Validation of the Workflow
This workflow is designed to address all critical aspects of a data access request:
- Governance: The involvement of Domain Data Stewards and Compliance Approvers ensures that requests are evaluated against both domain-specific and regulatory standards.
- Security: The Platform Engineering Team enforces robust access controls and secure provisioning to protect sensitive data.
- Enablement: Training sessions and ongoing support empower users to make the most of the platform while adhering to best practices.
- Scalability: The structured process allows for consistent handling of requests across multiple domains, making it scalable for university-wide adoption.
By incorporating these elements, the workflow ensures that data access is both secure and user-friendly, supporting the university's mission of enabling analytics and research while maintaining compliance and governance standards.
Institutional Precedents
- Stanford's STARR: Combines self-service clinical data access with a compliance framework.
- UIC Health Data Governance Task Force: Improved data sharing for research while addressing workflow bottlenecks.
- Duke’s Protected Network: Virtualized enclaves for sensitive research data with shared platform governance.

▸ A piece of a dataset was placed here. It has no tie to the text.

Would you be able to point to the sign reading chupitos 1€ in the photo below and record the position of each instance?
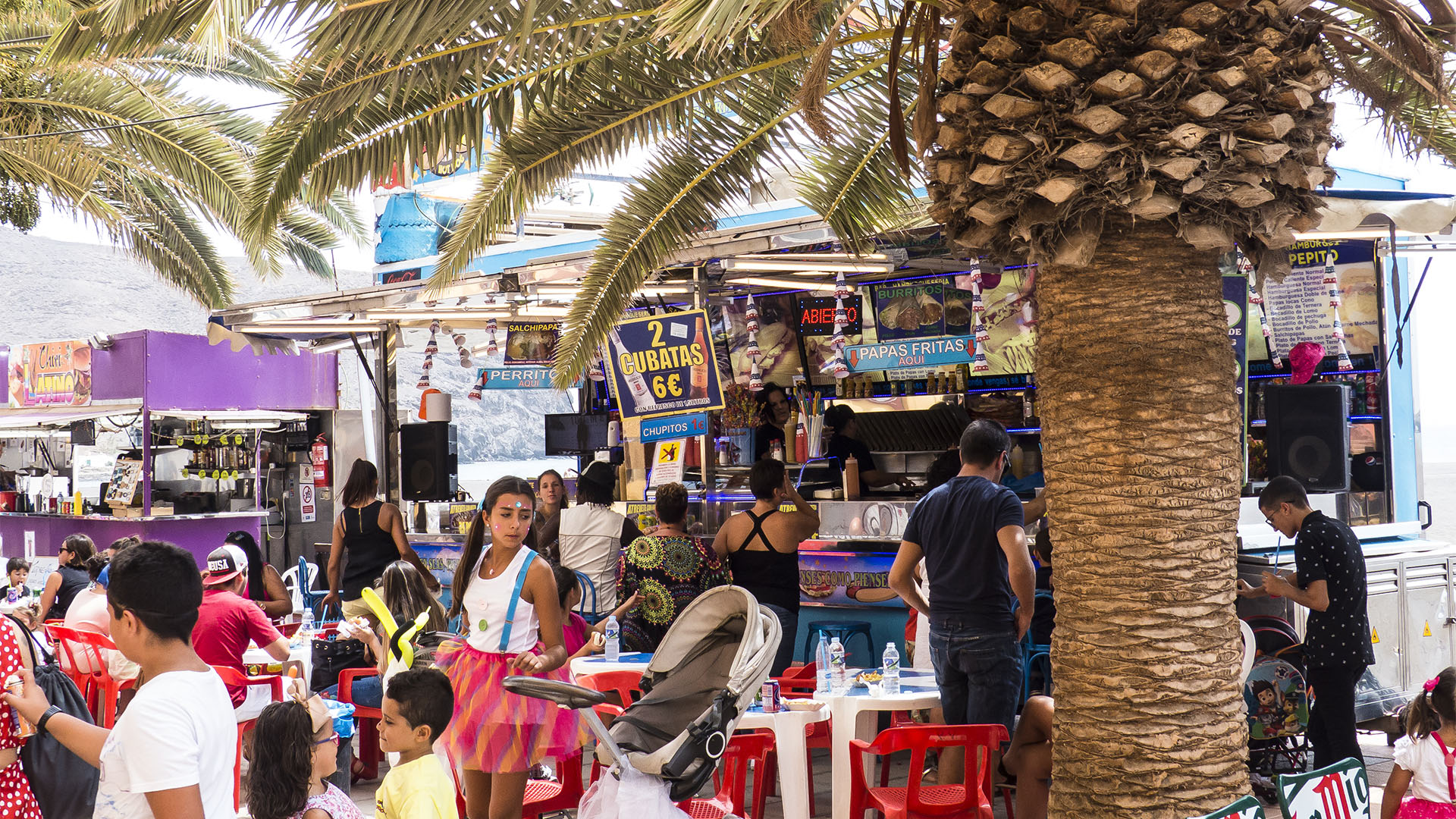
(910, 353)
(674, 428)
(664, 365)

These examples highlight the importance of governance, clear workflows, and secure, scalable platform design.
Next Steps
- Share this summary with senior leadership and IT governance for feedback.
- Recruit domain-specific stewards and assign time commitments.
- Form/engage the UDGC and nominate a chair/secretariat.
- Draft policies for access, data classification, retention, and auditing.
- Build a roadmap for documentation, training, and platform automation.
- Plan a phase 1 pilot in one domain (e.g., research + one operational team) before scaling.